This summer, things went badly wrong for a group of US college students taking part in the South China Internship Program to gain real-world working experience related to their majors. Their experience serves as a warning to young Americans embarking on similar programs, reports Rob Schmitz at Marketplace:
And that’s the moment Madson realized he had traveled 10,000 miles around the planet so that he could greet visitors at the front gate of a Chinese amusement park. His job was to wear a candy cane striped suit and collect entrance tickets from Chinese tourists. Intern Mark Rowland — the accounting major — was given a safari costume to wear. He was told he’d be working inside the park’s zoo.
After two days of this, all but one of the American interns at Chimelong quit. Amusement park staff told students the South China Internship program had misidentified them as hospitality students. And they were now on their own — four American students, stuck in China, homeless, crashing on the couches of other expatriate Americans who felt sorry for them. “We were just couchsurfing after we left the employee dorms,” says Rowland.

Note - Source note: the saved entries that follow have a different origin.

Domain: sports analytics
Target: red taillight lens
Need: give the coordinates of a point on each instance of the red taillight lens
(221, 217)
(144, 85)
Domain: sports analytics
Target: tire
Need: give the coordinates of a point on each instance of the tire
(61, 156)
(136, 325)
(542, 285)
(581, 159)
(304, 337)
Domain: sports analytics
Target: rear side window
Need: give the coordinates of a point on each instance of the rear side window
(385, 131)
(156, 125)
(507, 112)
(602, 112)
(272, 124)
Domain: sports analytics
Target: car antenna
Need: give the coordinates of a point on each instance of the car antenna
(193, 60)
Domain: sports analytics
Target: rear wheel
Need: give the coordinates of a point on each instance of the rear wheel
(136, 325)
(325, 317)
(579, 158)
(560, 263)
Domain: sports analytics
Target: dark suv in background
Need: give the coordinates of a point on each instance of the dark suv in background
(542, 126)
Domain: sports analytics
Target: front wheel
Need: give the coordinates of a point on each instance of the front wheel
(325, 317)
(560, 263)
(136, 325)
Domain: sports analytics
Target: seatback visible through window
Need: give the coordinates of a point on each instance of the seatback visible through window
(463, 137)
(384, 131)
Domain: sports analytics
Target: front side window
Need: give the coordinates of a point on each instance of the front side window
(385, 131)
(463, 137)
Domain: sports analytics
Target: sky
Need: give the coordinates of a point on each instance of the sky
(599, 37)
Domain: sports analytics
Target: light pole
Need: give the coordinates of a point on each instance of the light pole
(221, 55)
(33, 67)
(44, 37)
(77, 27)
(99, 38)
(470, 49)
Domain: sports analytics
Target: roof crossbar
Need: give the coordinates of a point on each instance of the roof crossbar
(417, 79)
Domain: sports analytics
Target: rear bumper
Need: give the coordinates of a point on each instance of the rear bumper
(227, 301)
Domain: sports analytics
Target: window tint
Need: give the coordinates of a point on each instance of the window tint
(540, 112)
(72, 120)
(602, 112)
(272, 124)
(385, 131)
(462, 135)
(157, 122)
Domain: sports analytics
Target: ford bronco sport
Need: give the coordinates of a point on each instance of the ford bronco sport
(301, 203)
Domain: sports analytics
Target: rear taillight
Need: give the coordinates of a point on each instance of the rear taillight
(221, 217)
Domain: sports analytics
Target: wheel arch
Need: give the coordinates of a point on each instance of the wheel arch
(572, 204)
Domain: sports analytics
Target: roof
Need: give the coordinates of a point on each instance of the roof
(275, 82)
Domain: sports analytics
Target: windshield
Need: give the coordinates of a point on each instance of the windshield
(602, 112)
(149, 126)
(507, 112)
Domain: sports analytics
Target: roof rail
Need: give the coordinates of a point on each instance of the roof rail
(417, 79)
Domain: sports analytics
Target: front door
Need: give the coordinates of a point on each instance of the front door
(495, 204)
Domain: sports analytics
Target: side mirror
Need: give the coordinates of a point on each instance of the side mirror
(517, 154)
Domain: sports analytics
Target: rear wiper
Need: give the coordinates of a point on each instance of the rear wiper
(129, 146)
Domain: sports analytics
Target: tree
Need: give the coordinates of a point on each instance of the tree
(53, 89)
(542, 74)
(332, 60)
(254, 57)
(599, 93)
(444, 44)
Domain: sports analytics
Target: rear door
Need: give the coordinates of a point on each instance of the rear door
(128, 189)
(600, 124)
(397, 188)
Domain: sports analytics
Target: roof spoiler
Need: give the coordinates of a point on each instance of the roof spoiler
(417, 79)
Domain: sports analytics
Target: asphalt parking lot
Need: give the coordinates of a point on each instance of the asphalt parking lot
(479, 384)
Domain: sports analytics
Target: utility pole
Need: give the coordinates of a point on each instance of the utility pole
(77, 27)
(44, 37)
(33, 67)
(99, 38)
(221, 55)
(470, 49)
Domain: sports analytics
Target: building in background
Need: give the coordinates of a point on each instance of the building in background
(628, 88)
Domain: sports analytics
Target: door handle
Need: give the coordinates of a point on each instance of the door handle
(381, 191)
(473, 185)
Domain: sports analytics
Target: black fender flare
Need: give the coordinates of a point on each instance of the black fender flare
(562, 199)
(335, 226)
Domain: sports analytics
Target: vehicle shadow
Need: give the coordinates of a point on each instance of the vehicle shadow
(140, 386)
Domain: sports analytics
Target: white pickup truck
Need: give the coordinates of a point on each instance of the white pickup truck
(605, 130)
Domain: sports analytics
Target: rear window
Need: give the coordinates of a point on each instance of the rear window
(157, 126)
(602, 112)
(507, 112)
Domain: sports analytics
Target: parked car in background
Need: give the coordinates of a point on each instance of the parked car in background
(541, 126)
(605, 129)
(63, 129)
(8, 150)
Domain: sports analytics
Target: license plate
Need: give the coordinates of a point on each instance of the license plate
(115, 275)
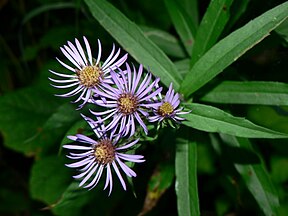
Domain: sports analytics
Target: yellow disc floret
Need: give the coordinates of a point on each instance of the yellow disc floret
(104, 152)
(127, 104)
(165, 109)
(89, 76)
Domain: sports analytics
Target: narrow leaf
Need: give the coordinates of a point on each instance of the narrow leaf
(191, 8)
(130, 36)
(233, 92)
(216, 17)
(183, 25)
(256, 178)
(166, 41)
(232, 47)
(186, 176)
(211, 119)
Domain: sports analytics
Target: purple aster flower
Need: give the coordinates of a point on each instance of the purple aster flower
(167, 109)
(97, 156)
(127, 100)
(87, 74)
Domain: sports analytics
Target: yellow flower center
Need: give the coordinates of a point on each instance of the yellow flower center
(104, 152)
(127, 104)
(89, 76)
(165, 109)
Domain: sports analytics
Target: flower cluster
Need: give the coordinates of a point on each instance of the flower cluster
(125, 100)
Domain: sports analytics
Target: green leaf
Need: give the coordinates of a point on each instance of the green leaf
(130, 36)
(183, 66)
(186, 176)
(167, 42)
(273, 117)
(238, 8)
(183, 25)
(233, 92)
(215, 18)
(282, 30)
(232, 47)
(211, 119)
(192, 11)
(256, 178)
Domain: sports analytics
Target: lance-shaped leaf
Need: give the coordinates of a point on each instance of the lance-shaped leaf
(130, 36)
(233, 92)
(232, 47)
(166, 41)
(256, 178)
(186, 176)
(212, 119)
(216, 17)
(182, 23)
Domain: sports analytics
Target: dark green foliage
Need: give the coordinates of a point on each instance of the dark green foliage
(228, 60)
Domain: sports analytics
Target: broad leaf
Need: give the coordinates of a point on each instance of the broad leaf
(232, 47)
(211, 119)
(130, 36)
(233, 92)
(186, 176)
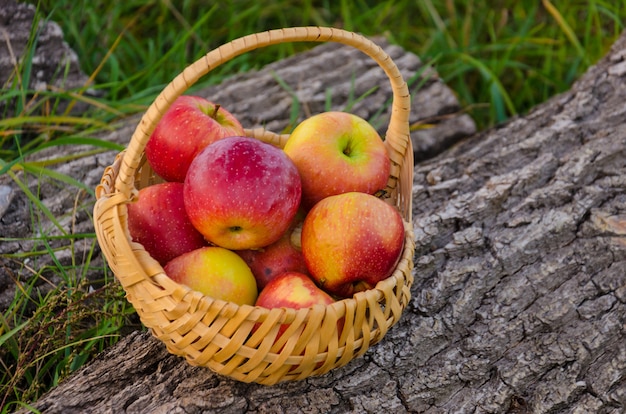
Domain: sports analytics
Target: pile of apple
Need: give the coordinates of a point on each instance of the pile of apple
(247, 222)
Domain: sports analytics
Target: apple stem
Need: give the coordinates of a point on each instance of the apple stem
(217, 108)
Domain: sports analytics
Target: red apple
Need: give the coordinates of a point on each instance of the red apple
(189, 125)
(159, 222)
(337, 152)
(351, 241)
(277, 258)
(215, 272)
(241, 193)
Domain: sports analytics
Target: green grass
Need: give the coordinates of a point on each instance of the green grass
(501, 59)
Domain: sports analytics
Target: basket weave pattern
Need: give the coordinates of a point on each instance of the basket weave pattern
(240, 341)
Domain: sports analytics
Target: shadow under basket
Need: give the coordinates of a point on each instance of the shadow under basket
(240, 341)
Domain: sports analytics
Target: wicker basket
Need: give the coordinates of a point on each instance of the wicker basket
(218, 334)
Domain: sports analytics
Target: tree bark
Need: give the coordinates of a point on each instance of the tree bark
(519, 299)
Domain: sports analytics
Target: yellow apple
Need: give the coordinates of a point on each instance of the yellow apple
(215, 272)
(351, 241)
(337, 152)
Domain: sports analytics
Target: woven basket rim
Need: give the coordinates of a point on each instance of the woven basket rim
(147, 285)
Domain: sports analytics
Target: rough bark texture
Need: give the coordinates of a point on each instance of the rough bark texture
(257, 99)
(519, 302)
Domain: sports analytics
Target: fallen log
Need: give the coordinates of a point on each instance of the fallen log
(519, 298)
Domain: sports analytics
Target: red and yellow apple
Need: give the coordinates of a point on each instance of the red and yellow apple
(277, 258)
(293, 290)
(337, 152)
(241, 193)
(351, 241)
(215, 272)
(189, 125)
(158, 220)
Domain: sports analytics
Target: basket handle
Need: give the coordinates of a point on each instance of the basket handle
(397, 139)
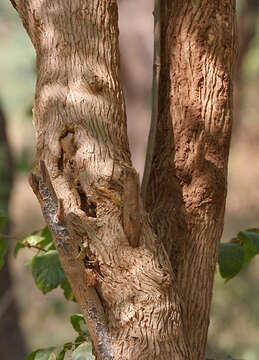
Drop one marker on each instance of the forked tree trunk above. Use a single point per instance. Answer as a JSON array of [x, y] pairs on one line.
[[12, 343], [143, 287]]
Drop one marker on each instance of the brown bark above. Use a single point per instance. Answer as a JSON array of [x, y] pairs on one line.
[[12, 343], [142, 287], [247, 22], [187, 186], [88, 189]]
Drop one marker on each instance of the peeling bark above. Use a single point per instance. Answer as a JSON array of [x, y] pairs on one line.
[[88, 189], [148, 294], [188, 181]]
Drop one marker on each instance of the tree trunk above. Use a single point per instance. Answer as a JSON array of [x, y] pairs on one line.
[[141, 293], [187, 185], [12, 345]]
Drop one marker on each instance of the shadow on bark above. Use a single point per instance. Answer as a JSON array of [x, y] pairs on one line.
[[12, 343]]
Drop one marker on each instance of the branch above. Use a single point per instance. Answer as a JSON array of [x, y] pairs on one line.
[[155, 92]]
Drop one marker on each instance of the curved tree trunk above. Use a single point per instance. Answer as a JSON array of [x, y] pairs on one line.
[[141, 293], [191, 149], [12, 345]]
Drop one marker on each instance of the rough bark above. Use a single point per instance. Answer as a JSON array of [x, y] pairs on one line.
[[187, 186], [88, 189], [12, 344], [248, 19], [143, 286]]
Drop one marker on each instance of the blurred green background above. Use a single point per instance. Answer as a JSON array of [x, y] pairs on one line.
[[234, 327]]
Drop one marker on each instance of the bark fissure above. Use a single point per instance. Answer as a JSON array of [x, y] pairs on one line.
[[201, 50], [145, 278]]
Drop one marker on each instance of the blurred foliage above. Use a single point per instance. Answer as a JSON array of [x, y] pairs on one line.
[[235, 314]]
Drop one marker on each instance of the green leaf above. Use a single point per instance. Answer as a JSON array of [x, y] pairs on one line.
[[78, 323], [231, 259], [250, 243], [33, 240], [68, 293], [83, 352], [3, 220], [47, 271], [57, 353], [46, 234], [79, 340], [3, 251], [18, 246]]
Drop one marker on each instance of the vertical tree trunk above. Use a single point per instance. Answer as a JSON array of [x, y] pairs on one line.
[[187, 186], [144, 288], [88, 189], [12, 344]]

[…] If there’s an expert on U.S. students doing internships in China, it’s Jeremy Friedlein. He’s managed an internship program for CET Academic programs for five years. The trick, says Friedlein, is managing expectations. Even though China is the world’s second largest economy, it’s still very much a developing one. “In America, when you have an internship with a company, people are used to having interns, generally speaking, and they know what their end of the deal is,” says Friedlein. “In China, internships are more or less free or cheap labor and foreign and Chinese companies will make use of that however they want to.”